What needs to improve
- In some instances, students struggle to manage their workload, especially when balancing the demands of assignments and preparing for teaching.
- Some students regard their academic assignments as a necessity to pass the programme, rather than a way to enhance their skills, knowledge and understanding of teaching.
- There is a significant variability in students’ lesson planning.
What’s going well
- All partnerships have designed ITE programmes with a clear rationale based on curriculum reform in Wales. As a result, students are developing their knowledge and understanding of the key features of the Curriculum for Wales well.
- There are valuable opportunities for primary and secondary students to work across phases to explore cross-curricular work and to develop different teaching and learning approaches.
- In the best examples, programme content is aligned well to make effective links between theory and practice.
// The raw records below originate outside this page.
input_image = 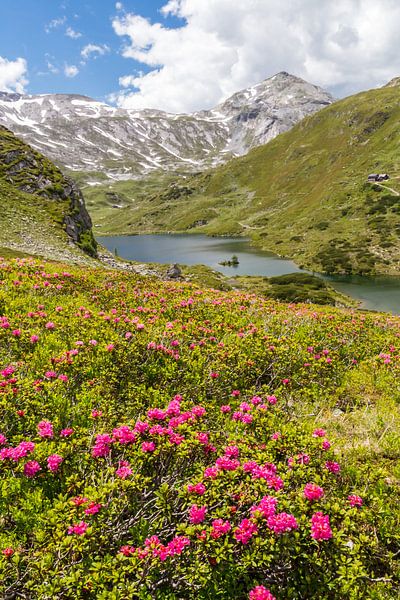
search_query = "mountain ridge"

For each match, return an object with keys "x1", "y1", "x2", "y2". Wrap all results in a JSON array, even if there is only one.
[{"x1": 0, "y1": 72, "x2": 333, "y2": 179}]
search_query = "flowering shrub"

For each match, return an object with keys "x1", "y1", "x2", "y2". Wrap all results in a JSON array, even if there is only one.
[{"x1": 0, "y1": 256, "x2": 398, "y2": 598}]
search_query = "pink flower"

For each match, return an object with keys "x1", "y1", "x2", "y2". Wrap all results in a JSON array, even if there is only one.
[
  {"x1": 234, "y1": 519, "x2": 258, "y2": 544},
  {"x1": 266, "y1": 395, "x2": 277, "y2": 405},
  {"x1": 249, "y1": 586, "x2": 276, "y2": 600},
  {"x1": 92, "y1": 433, "x2": 113, "y2": 458},
  {"x1": 311, "y1": 512, "x2": 332, "y2": 541},
  {"x1": 313, "y1": 428, "x2": 327, "y2": 438},
  {"x1": 211, "y1": 519, "x2": 231, "y2": 539},
  {"x1": 2, "y1": 547, "x2": 14, "y2": 558},
  {"x1": 84, "y1": 502, "x2": 102, "y2": 515},
  {"x1": 47, "y1": 454, "x2": 63, "y2": 472},
  {"x1": 68, "y1": 521, "x2": 88, "y2": 535},
  {"x1": 37, "y1": 420, "x2": 53, "y2": 438},
  {"x1": 187, "y1": 483, "x2": 206, "y2": 495},
  {"x1": 251, "y1": 496, "x2": 278, "y2": 519},
  {"x1": 304, "y1": 483, "x2": 324, "y2": 501},
  {"x1": 267, "y1": 512, "x2": 298, "y2": 535},
  {"x1": 60, "y1": 428, "x2": 74, "y2": 437},
  {"x1": 220, "y1": 405, "x2": 231, "y2": 413},
  {"x1": 210, "y1": 371, "x2": 219, "y2": 378},
  {"x1": 0, "y1": 434, "x2": 7, "y2": 446},
  {"x1": 141, "y1": 441, "x2": 155, "y2": 452},
  {"x1": 91, "y1": 409, "x2": 103, "y2": 418},
  {"x1": 113, "y1": 425, "x2": 136, "y2": 445},
  {"x1": 189, "y1": 504, "x2": 207, "y2": 524},
  {"x1": 348, "y1": 494, "x2": 363, "y2": 507},
  {"x1": 322, "y1": 439, "x2": 331, "y2": 450},
  {"x1": 71, "y1": 496, "x2": 88, "y2": 506},
  {"x1": 116, "y1": 463, "x2": 133, "y2": 479},
  {"x1": 325, "y1": 460, "x2": 341, "y2": 474},
  {"x1": 216, "y1": 456, "x2": 240, "y2": 471},
  {"x1": 45, "y1": 322, "x2": 55, "y2": 330},
  {"x1": 23, "y1": 460, "x2": 41, "y2": 478},
  {"x1": 204, "y1": 466, "x2": 218, "y2": 479}
]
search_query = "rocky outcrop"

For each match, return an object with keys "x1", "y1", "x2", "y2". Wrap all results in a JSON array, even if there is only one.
[{"x1": 0, "y1": 125, "x2": 97, "y2": 256}]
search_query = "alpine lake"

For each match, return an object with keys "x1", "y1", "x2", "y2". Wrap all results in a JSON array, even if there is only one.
[{"x1": 97, "y1": 234, "x2": 400, "y2": 315}]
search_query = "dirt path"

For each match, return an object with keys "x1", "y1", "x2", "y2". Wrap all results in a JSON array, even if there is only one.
[{"x1": 369, "y1": 182, "x2": 400, "y2": 196}]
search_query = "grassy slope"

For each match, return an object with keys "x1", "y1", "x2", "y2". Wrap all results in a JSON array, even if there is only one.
[
  {"x1": 0, "y1": 256, "x2": 399, "y2": 597},
  {"x1": 84, "y1": 83, "x2": 400, "y2": 275},
  {"x1": 0, "y1": 127, "x2": 96, "y2": 265}
]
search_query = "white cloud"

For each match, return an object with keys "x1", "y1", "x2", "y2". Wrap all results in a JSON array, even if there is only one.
[
  {"x1": 115, "y1": 2, "x2": 124, "y2": 10},
  {"x1": 45, "y1": 16, "x2": 66, "y2": 33},
  {"x1": 47, "y1": 61, "x2": 59, "y2": 75},
  {"x1": 64, "y1": 64, "x2": 79, "y2": 78},
  {"x1": 0, "y1": 56, "x2": 28, "y2": 93},
  {"x1": 111, "y1": 0, "x2": 400, "y2": 113},
  {"x1": 81, "y1": 44, "x2": 110, "y2": 61},
  {"x1": 66, "y1": 27, "x2": 82, "y2": 39}
]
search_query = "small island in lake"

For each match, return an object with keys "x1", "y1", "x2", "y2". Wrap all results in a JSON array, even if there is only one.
[{"x1": 219, "y1": 254, "x2": 239, "y2": 266}]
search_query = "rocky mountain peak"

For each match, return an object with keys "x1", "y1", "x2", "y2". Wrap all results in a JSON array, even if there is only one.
[{"x1": 0, "y1": 73, "x2": 334, "y2": 180}]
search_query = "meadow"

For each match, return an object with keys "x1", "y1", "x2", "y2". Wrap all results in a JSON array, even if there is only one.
[{"x1": 0, "y1": 256, "x2": 399, "y2": 599}]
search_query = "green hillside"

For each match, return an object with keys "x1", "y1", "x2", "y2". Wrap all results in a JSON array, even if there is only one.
[
  {"x1": 0, "y1": 126, "x2": 97, "y2": 262},
  {"x1": 87, "y1": 81, "x2": 400, "y2": 276}
]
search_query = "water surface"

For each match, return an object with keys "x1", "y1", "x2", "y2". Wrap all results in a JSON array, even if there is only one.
[{"x1": 97, "y1": 234, "x2": 400, "y2": 315}]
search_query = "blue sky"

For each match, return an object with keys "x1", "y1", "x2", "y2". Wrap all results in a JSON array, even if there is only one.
[
  {"x1": 0, "y1": 1, "x2": 179, "y2": 101},
  {"x1": 1, "y1": 1, "x2": 400, "y2": 113}
]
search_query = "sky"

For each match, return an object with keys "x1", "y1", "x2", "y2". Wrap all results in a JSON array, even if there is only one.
[{"x1": 1, "y1": 0, "x2": 400, "y2": 113}]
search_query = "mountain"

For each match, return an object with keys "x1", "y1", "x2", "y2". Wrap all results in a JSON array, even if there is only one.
[
  {"x1": 0, "y1": 73, "x2": 333, "y2": 179},
  {"x1": 97, "y1": 80, "x2": 400, "y2": 276},
  {"x1": 0, "y1": 125, "x2": 97, "y2": 261}
]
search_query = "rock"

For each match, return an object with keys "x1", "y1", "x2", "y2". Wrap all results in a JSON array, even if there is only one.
[{"x1": 166, "y1": 264, "x2": 182, "y2": 279}]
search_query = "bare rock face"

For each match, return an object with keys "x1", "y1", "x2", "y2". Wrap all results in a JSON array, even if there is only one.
[{"x1": 0, "y1": 73, "x2": 334, "y2": 180}]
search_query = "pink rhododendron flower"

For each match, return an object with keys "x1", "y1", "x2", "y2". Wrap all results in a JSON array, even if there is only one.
[
  {"x1": 47, "y1": 454, "x2": 63, "y2": 472},
  {"x1": 322, "y1": 439, "x2": 331, "y2": 450},
  {"x1": 84, "y1": 501, "x2": 102, "y2": 515},
  {"x1": 113, "y1": 425, "x2": 136, "y2": 444},
  {"x1": 116, "y1": 462, "x2": 133, "y2": 479},
  {"x1": 267, "y1": 512, "x2": 298, "y2": 535},
  {"x1": 60, "y1": 428, "x2": 74, "y2": 437},
  {"x1": 249, "y1": 586, "x2": 276, "y2": 600},
  {"x1": 325, "y1": 460, "x2": 341, "y2": 473},
  {"x1": 234, "y1": 519, "x2": 258, "y2": 544},
  {"x1": 251, "y1": 496, "x2": 278, "y2": 519},
  {"x1": 266, "y1": 395, "x2": 277, "y2": 405},
  {"x1": 2, "y1": 547, "x2": 14, "y2": 558},
  {"x1": 348, "y1": 494, "x2": 363, "y2": 507},
  {"x1": 71, "y1": 496, "x2": 88, "y2": 506},
  {"x1": 211, "y1": 519, "x2": 231, "y2": 539},
  {"x1": 216, "y1": 456, "x2": 240, "y2": 471},
  {"x1": 189, "y1": 504, "x2": 207, "y2": 524},
  {"x1": 313, "y1": 428, "x2": 327, "y2": 438},
  {"x1": 204, "y1": 466, "x2": 218, "y2": 479},
  {"x1": 141, "y1": 441, "x2": 155, "y2": 452},
  {"x1": 23, "y1": 460, "x2": 41, "y2": 478},
  {"x1": 311, "y1": 512, "x2": 333, "y2": 540},
  {"x1": 304, "y1": 483, "x2": 324, "y2": 501},
  {"x1": 220, "y1": 405, "x2": 231, "y2": 413},
  {"x1": 68, "y1": 521, "x2": 88, "y2": 535},
  {"x1": 187, "y1": 482, "x2": 206, "y2": 495}
]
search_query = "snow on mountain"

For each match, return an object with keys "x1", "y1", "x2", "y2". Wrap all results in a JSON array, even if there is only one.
[{"x1": 0, "y1": 73, "x2": 333, "y2": 179}]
This is most effective where there is clear communication about programme content across the partnership.
- All partnerships are developing helpful electronic systems to track students’ progress and to help students take ownership of their own development.
What needs to improve
- In a few partnerships, students, particularly those on secondary programmes, do not have a good enough understanding of how to plan effectively to develop pupils’ literacy and numeracy skills across the curriculum.
- Partly due to the pandemic, students’ exposure to effective curriculum design and delivery is too variable.
- Mentors are committed to supporting their students and help them to develop teaching strategies. However, too many do not engage students routinely in linking theory to practice or help them to think creatively about their teaching.
- Work to ensure that tutors and mentors evaluate students’ progress in school accurately and consistently is at an early stage of development. View resource.
What’s going well
- All partnerships have clear leadership structures that represent the community of the partnership well. Partners are committed to collaboration and demonstrate a genuine desire to support the reform of ITE in Wales.
- Most partnerships have developed beneficial leadership sub-groups to drive the development of important areas of the partnership’s work.
- All partnerships plan regular opportunities to reflect on the quality of the programme and student outcomes based on data and first-hand evidence, including the views of students.
- All partnerships have a clear strategy to develop research and inquiry across the partnership. In the most effective instances, tutors and mentors draw on their own research to support students’ learning.
What needs to improve
- Overall, self-evaluation and planning for improvement processes are not sharp enough, particularly at identifying what needs to improve in teaching and learning experiences. View resource.
- Although all partnerships collect a wealth of information on the views of students, they do not triangulate this well enough with other sources of evidence.
- The restrictions of the pandemic have meant that partnerships have not undertaken quality assurance procedures and individual mentor development as planned. As a result, students have had significantly variable experiences.